Alternative measures
The other factor that broadcasters can turn to their advantage is guaranteeing the placement of brands against appropriate content.
Ads automatically placed adjacent to extremist content on YouTube and other ‘unmoderated’ user-generated platforms since 2016 have caused the world’s biggest marketers like P&G and Unilever to push for a greater safety net, if not yet to significantly reduce their digital spend.
In the absence of an accepted metric to combine TV and digital a number of commercial, digital and pay TV stakeholders have developed their own systems.
In the U.S, Google has made its traditional TV inventory available via DoubleClick, allowing advertisers to buy linear TV spots programmatically. Discovery introduced its own ‘Total TV’ audience measurement around live events beginning with Eurosport’s coverage of the recent Winter Olympics in South Korea.
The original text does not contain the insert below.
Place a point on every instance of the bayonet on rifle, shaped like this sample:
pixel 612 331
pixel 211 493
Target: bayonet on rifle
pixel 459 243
Thinkbox offers planning tool IPA TouchPoints, intended as a stop gap in the absence of Dovetail; online advertiser’s body IAB Europe is working on an initiative which it hopes will make digital advertising more directly comparable with TV.
Elsewhere, Liberty Global – whose European assets include Virgin Media, Ireland’s commercial broadcaster TV3 and Belgium’s Telenet, is developing Liberty Insights, a database harvesting insights from its 24 million customers on advertising and programming to broadcasters within its stable.
“We are offering an alternative to Facebook and Google,” said Laurence Miall-d’Aout, VP, Data and Advanced Advertising, Liberty Global. “We cannot replace Nielsen and BARB. They still use very small panels which really tell you nothing about what people are watching. We think with our data we can compliment it.”
She adds, “A lot of brands are turning away from digital and we are pushing that money back to DTV.”
The industry is moving towards integration of advertising models for linear TV and digital video but the greatest challenge remains measurement.